Over the past week, Courtney from Feministing was taken to task for what some viewed as a privilege blind post where she mentioned what her life looked like for those who were interested. She posted what, in my eyes, was a very well thought out follow up post and was still taken to task for not elaborating how she handles her privilege in the real world. I felt defensive for Courtney, mostly because I hold many of the same privileges she does. I came from a white, upper-middle class family. I had both college and graduate school paid for by my parents, was lucky enough to find a full-time job relatively soon after graduating, can afford a duplex with two dogs and have free time to consider blogging a hobby as well as playing Animal Crossing on my Wii. To say I have privilege is quite the understatement of the year.

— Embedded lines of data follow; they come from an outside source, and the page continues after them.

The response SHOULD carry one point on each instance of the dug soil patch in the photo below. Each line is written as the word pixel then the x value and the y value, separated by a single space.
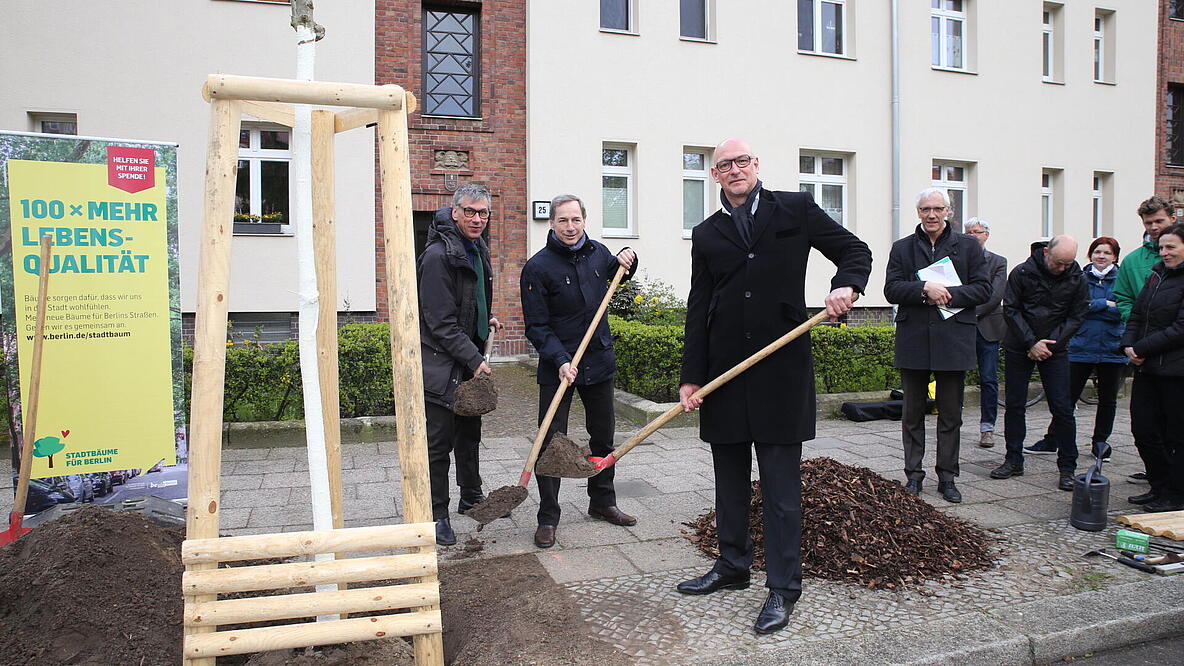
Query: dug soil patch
pixel 861 527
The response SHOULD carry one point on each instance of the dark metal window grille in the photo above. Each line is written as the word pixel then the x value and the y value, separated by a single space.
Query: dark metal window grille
pixel 451 63
pixel 1175 125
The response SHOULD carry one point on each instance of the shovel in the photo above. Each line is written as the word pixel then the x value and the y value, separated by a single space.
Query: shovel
pixel 596 465
pixel 29 424
pixel 507 498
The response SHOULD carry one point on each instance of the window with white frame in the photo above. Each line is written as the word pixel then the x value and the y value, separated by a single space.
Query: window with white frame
pixel 696 189
pixel 262 190
pixel 617 190
pixel 952 178
pixel 617 15
pixel 822 26
pixel 694 18
pixel 824 175
pixel 947 29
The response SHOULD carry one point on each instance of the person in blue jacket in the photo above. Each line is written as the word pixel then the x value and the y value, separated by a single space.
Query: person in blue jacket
pixel 1096 346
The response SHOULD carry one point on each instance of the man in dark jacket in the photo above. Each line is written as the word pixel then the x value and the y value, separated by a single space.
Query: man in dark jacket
pixel 990 331
pixel 934 331
pixel 747 288
pixel 1044 305
pixel 456 292
pixel 562 286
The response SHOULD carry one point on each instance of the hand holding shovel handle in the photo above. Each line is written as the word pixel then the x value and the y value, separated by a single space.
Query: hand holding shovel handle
pixel 609 460
pixel 528 469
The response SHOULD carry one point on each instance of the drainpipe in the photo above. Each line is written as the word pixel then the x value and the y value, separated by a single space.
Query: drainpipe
pixel 895 120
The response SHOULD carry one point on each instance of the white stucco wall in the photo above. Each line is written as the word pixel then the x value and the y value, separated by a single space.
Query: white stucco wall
pixel 589 87
pixel 134 70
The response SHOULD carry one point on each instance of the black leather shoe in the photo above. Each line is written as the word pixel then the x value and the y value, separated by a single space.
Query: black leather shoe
pixel 612 514
pixel 714 581
pixel 948 492
pixel 1006 471
pixel 444 533
pixel 545 536
pixel 1143 498
pixel 774 615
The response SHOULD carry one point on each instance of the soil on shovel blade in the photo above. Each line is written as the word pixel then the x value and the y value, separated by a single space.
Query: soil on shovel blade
pixel 566 459
pixel 861 527
pixel 98 587
pixel 475 397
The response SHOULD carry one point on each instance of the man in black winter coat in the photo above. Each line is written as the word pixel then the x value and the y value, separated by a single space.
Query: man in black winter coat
pixel 1044 305
pixel 747 288
pixel 562 286
pixel 456 292
pixel 935 328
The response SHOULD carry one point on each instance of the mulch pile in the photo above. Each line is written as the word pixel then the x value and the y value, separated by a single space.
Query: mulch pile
pixel 861 527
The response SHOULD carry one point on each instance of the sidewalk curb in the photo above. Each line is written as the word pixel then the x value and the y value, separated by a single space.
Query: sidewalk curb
pixel 1037 632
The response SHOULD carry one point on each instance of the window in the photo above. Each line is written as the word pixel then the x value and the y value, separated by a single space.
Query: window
pixel 821 26
pixel 693 18
pixel 952 178
pixel 262 190
pixel 1104 46
pixel 55 123
pixel 696 191
pixel 824 175
pixel 1173 126
pixel 451 63
pixel 617 190
pixel 947 27
pixel 617 14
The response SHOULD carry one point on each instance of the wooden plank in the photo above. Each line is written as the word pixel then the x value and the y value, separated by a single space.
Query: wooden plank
pixel 210 333
pixel 290 544
pixel 271 111
pixel 310 604
pixel 307 574
pixel 333 94
pixel 403 303
pixel 285 636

I believe blogging is important work and I believe that it helps get the word out to those who have never heard of feminism or wouldn’t even know where to look to find feminist movements and organizations to join. However, every single one of us has some privilege. It’s easy to call someone out for not wording things correctly in a post, or not acknowledging one’s privilege (and I believe that should be done.) But still, if you’re writing a blog or even commenting on one there is definitely some privilege going on. I mean you have the time and/or the resources to spend on the Internet looking up feminist blogs. You have the free time (or work time) to follow conversations and research links to make your point when some MRA fool comes trolling. However, there are plenty of people who have less privilege out there that can give two shits if too feminists are arguing over a blog post because that’s not their world, that is not what they deal with on a daily basis and to them I can imagine we sometimes seem silly. Arguing over a world they don’t have the time or energy to be concerned with because they are trying to make ends meet, or live in an area where internet access is not readily available, or are dealing with much more trying issues.

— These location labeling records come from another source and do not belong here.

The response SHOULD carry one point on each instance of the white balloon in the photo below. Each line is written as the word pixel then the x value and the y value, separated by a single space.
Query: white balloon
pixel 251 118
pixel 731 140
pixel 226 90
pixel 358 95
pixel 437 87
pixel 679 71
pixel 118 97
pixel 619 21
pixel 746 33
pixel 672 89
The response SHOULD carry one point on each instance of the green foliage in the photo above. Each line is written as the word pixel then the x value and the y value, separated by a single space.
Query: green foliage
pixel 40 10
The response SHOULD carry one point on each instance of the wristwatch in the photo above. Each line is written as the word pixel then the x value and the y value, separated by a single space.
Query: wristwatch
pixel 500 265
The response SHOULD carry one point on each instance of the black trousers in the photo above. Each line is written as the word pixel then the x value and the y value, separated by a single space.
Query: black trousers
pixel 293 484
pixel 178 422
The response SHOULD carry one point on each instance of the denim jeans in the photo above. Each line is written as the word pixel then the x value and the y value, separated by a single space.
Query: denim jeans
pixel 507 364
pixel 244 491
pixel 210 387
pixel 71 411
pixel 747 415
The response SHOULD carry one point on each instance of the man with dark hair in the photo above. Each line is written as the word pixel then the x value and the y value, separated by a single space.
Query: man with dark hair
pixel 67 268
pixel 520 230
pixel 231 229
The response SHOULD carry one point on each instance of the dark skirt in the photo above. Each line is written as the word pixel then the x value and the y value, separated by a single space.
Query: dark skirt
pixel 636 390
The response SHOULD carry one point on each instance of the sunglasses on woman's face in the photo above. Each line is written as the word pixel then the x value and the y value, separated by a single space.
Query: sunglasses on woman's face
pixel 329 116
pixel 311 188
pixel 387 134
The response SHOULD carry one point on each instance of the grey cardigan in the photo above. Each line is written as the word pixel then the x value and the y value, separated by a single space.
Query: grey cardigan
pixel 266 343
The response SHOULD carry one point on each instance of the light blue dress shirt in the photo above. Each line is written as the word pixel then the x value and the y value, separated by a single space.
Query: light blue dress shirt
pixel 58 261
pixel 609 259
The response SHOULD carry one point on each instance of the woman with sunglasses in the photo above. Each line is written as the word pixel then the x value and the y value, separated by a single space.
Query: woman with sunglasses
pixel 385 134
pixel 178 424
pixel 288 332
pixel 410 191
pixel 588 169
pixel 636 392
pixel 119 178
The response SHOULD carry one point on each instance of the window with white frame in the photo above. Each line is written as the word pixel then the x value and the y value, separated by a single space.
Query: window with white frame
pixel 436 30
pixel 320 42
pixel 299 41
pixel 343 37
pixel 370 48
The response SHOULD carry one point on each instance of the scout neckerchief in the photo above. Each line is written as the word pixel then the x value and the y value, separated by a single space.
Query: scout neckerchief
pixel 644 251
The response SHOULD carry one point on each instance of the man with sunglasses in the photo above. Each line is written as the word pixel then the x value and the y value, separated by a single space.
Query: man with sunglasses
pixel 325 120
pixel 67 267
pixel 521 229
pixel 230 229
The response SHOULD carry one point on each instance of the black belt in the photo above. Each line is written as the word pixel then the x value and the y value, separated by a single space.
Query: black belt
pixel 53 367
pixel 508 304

That is why; I have to make sure I’m not just an ally in the blogging world. Sure it may give me feminist blogging cred and get me linked to some of the bigger sites, but none of that means shit if I’m not walking the talk when I’m out there in the real world. It means more than shaking my head an unearned privilege and then blogging about it later. It means calling people out even if it makes me uncomfortable or can affect MY life because not saying something is more damaging. It means when I hear slut shaming at my work I speak up, it means when I hear about people complaining that a handicap person using our facilities make things more difficult I remind them that their inconvenience is mild and they should check themselves. I’m working on it but I’m not perfect and there are times when I probably hide behind my privilege that needs to stop. It means that when this blogging drama raises it’s head I can remember that, like someone said on Feminste:
The hilarious thing to me about this whole argument, is that we’re probably all a bunch of white folk arguing about who is more racist. Maybe we’re not the best people to decide this argument.”